Sister Mary Priniski recalled her participation SOA Watch Mobilizations through the years, particularly one in the late 1990s when she and about 1,000 people “crossed the line” into Fort Benning and committed civil disobedience. Normally, she noted, people who crossed the line were arrested and taken to jail, but because of the large number that year, they were put on a bus, transported away from the base, and made to walk back. “You sometimes have to take a stand” in issues such as this and risk arrest, she said.

Sister Kathleen said she “was really moved by the film clip they showed of the Jesuits, retelling the story.” She was also struck by the fact that, during the funeral procession on Sunday, the names of people killed in 2019 were called out. “It’s been going on for so many years,” she said. “It’s really hard to accept the reality of what our country has done and continues to do around the world, but certainly in Latin America.” 

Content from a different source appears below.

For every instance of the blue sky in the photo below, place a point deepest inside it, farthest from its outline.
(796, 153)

Sister Joan said that even though the emphasis was on Latin America, the presentations “put you in mind of those other places in the world where the same type of oppression goes on. We sell those weapons to other countries. We have sold so much to Israel.”

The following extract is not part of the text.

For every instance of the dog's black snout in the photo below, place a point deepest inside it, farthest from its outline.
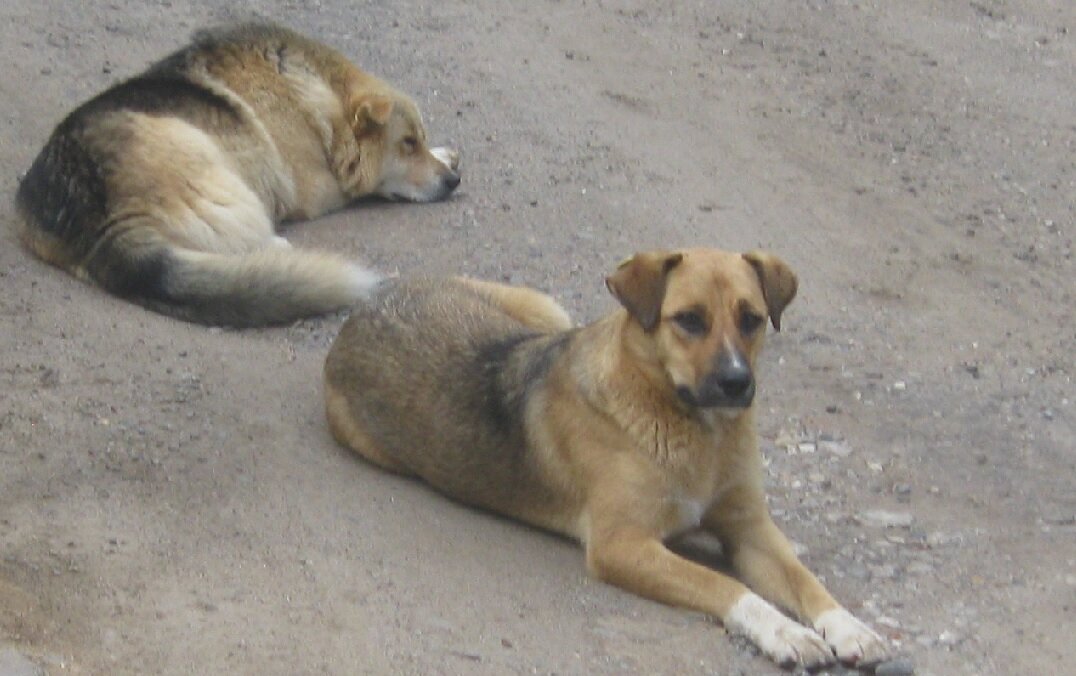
(735, 379)
(730, 384)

In spite of the long history of violence, the Sisters also saw reason to be hopeful and to continue to be engaged in efforts to stop the bloodshed and the injustices. 

“I think our presence at the border means a lot,” Sister Ginny said. “Whether it’s done through SOA Watch or by people sharing themselves” in voluntary service at houses of hospitality in Texas for immigrants released from detention. “I do believe it’s a great witness.” 

Sister Joan added that the message was to do what you can. “It is enough,” she said. “If everybody does what they can, it is enough.”  

 

Feature photo (top): Sister Virginia “Ginny” King, OP, holds a lit candle during a Pax Christi service commemorating the six Jesuits, their housekeeper, and her daughter who were slain 30 years ago in El Salvador.



Dominican Sisters and Associates gather on Saturday evening. They are, back row from left, Sisters Virginia King, OP, and Anele Heiges, OP (Adrian), Kathy Kamarack, OP (Sinsinawa), and Kathleen Nolan, OP (Adrian); Associates Cathy Crosby (Sinsinawa) and Mary Margaret Pharmer (Springfield); and Sister Regina McKillip, OP (Sinsinawa). Front, from left, are Sisters Georgiana Stubner, OP (Springfield), Joan Baustian, OP (Adrian), Patricia Stark, OP, and Marcelline Koch, OP (Springfield), Mary Priniski, OP (Adrian), Liz Sully, OP (Sinsinawa), and Barbara Kelley, OP (Adrian).